DeMaurice Smith (R), executive director of the NFL Players’ Association, stands with attorneys Gregg Levy (C), David Boies (L) and Kansas City Chiefs linebacker Mike Vrabel (background) before he speaks to the media after attending a federal court hearing regarding labor negotiations between the NFL and the NFL Players Association in St. Paul, April 6, 2011. REUTERS/Eric Miller (UNITED STATES – Tags: SPORT FOOTBALL CRIME LAW BUSINESS)

The Washington Post’s Mark Maske reports that the NFL could finalize its new Collective Bargaining Agreement within the next 2-3 weeks.

Owners of the 32 teams, scheduled to attend a meeting in Chicago Tuesday, have been told to leave their schedules open in case the session runs late that night or spills over into the following day, said several people who spoke on the condition of anonymity because the deliberations are at a sensitive stage.

It is possible–but very unlikely–that the owners could vote on a labor deal at that meeting, said several of the people, who did not participate in the talks but are familiar with developments. It is more likely, they said, that owners could give negotiators their opinions and a deal with the players could be completed the following week.

A deal that week, just before the July 4 holiday, appears increasingly realistic, said people on both sides of the dispute.

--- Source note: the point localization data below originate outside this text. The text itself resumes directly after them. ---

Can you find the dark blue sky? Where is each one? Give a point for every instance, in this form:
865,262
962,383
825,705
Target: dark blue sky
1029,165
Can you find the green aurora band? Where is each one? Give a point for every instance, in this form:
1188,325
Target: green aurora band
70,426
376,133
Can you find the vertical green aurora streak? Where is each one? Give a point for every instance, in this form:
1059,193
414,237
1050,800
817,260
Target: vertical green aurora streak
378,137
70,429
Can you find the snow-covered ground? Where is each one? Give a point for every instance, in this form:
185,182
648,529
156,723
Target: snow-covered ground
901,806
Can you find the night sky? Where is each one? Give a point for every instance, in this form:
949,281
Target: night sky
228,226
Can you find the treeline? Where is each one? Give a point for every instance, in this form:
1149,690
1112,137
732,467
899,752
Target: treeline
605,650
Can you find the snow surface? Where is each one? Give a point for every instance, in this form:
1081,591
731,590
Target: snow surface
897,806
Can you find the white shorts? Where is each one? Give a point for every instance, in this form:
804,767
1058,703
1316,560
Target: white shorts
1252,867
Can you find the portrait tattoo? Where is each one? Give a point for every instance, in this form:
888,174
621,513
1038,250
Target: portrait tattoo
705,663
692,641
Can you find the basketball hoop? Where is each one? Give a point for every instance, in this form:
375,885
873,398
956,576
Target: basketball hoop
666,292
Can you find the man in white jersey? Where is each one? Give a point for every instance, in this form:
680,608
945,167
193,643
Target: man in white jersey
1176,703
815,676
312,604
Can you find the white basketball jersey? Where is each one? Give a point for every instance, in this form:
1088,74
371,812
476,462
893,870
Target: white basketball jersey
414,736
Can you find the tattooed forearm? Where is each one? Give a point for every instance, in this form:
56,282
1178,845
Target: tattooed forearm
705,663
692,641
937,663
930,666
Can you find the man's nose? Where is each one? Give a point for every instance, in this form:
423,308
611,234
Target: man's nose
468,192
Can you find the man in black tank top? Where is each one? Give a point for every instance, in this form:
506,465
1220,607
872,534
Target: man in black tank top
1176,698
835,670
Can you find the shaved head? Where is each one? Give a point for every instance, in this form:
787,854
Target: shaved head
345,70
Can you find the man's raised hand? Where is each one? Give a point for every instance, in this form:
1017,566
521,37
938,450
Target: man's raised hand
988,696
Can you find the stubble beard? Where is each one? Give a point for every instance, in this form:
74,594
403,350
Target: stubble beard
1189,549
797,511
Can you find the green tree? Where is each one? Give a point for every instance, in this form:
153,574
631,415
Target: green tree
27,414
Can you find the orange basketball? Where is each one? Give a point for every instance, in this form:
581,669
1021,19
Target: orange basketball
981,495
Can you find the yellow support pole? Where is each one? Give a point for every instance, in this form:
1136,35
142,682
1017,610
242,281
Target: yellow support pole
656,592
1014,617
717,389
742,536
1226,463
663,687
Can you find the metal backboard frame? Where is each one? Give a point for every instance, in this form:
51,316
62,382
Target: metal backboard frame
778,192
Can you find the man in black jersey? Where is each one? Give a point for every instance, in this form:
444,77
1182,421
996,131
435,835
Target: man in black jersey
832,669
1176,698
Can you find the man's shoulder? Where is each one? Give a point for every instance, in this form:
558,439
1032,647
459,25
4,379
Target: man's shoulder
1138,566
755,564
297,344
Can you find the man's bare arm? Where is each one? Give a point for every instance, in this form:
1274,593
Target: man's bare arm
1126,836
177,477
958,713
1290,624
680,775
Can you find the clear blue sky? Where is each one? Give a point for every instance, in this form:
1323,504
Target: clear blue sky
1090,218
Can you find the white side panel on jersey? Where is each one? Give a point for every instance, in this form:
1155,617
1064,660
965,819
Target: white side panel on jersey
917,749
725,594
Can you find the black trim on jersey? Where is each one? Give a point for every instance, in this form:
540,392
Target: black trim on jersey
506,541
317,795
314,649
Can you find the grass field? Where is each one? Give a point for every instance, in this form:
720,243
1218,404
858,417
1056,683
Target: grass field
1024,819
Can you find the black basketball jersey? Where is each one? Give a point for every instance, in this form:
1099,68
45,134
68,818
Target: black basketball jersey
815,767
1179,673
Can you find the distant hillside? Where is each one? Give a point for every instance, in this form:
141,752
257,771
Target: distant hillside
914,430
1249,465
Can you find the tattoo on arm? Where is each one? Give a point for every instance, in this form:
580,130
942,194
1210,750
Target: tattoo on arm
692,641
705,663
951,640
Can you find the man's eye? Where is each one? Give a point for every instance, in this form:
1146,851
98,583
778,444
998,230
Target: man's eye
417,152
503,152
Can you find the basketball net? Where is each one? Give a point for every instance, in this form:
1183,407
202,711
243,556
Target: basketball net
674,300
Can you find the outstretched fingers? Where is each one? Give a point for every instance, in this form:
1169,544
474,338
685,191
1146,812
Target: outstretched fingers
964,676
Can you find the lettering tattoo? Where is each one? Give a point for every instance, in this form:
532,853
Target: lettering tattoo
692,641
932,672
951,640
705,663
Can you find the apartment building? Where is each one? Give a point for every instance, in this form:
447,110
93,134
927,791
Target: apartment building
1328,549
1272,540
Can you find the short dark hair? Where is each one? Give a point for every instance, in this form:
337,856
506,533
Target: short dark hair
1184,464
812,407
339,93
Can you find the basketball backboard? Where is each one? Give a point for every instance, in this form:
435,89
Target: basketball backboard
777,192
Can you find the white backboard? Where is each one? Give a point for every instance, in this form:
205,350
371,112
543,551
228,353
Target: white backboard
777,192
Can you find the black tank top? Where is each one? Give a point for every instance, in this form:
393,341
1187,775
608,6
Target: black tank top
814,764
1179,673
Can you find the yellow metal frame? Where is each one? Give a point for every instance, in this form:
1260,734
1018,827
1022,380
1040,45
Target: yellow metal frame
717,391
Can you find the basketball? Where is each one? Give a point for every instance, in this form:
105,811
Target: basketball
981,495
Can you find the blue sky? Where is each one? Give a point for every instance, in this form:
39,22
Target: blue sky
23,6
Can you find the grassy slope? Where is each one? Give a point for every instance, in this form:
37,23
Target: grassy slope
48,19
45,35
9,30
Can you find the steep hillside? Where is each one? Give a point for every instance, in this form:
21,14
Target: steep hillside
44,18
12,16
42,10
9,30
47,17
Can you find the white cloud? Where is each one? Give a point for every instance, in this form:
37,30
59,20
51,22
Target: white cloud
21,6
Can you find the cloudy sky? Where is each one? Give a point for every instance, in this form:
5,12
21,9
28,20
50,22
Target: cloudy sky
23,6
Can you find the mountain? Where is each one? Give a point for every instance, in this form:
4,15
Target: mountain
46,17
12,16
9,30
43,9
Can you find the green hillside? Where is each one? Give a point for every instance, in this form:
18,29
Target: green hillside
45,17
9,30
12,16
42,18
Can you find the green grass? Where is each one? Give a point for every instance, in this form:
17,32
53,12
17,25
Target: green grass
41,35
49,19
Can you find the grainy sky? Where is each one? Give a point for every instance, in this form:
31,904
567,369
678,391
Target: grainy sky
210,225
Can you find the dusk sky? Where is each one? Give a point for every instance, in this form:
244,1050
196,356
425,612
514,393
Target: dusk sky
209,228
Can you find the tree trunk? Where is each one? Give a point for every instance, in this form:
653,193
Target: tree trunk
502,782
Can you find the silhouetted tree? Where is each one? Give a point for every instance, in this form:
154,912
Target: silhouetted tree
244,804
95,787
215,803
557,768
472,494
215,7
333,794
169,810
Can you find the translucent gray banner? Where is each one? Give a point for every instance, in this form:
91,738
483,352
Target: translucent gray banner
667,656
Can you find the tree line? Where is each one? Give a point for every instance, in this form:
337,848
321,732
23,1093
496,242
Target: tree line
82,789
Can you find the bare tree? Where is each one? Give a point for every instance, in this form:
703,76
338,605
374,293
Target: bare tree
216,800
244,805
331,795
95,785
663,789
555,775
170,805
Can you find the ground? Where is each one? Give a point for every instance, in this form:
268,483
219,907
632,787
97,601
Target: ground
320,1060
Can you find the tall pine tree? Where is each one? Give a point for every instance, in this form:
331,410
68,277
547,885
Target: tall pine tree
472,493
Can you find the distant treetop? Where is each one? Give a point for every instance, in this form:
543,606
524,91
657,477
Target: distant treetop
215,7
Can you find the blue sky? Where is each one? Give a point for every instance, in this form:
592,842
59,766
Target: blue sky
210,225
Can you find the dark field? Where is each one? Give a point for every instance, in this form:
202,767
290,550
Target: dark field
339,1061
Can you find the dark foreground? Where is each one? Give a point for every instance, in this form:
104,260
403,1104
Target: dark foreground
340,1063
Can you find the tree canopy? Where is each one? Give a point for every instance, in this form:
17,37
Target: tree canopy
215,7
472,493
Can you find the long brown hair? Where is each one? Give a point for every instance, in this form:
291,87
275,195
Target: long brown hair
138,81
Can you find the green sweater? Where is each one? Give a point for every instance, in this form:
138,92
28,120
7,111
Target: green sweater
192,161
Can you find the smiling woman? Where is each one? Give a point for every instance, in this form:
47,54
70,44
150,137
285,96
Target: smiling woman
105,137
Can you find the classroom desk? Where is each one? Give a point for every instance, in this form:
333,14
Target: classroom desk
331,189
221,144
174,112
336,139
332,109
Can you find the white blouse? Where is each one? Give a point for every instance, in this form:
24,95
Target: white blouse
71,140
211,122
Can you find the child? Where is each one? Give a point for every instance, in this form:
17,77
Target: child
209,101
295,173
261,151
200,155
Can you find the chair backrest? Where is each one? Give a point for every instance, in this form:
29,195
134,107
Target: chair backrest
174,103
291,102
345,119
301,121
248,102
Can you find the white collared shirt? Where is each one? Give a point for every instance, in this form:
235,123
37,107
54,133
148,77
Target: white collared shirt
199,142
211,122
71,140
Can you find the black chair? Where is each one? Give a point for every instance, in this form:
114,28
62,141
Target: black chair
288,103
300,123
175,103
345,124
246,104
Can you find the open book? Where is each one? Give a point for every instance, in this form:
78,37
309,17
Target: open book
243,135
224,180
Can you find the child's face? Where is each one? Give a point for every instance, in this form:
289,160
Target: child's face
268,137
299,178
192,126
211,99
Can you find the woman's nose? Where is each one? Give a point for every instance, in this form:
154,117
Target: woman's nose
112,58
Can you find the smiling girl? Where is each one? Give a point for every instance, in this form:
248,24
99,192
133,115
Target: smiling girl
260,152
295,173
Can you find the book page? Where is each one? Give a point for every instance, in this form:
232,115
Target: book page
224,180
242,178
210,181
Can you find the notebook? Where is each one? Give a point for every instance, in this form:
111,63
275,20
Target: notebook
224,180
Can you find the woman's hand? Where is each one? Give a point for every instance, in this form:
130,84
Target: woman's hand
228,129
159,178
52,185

Others, however, cautioned that a deal between league and the players remains less than a certainty and talks still could unravel. notes that Maske “has been one of the most plugged-in and reliable reporters on the CBA talks,” so that’s comforting. And after speaking with Vikings defensive end Jared Allen and former Titan Kevin Carter over the last two weeks, I too get the sense that the two sides are getting closer.

That said, both Allen and Carter expressed that there is still a lot that needs to be ironed out. The players are holding their ground when it comes to benefits for both current and former athletes. That’s a huge sticking point for them, as they want to ensure that the league will take care of retired players long past their days in pads and cleats.

But at the very least, it appears as though these labor talks are moving in the right direction. It’s a very good sign that the two sides are talking out of court.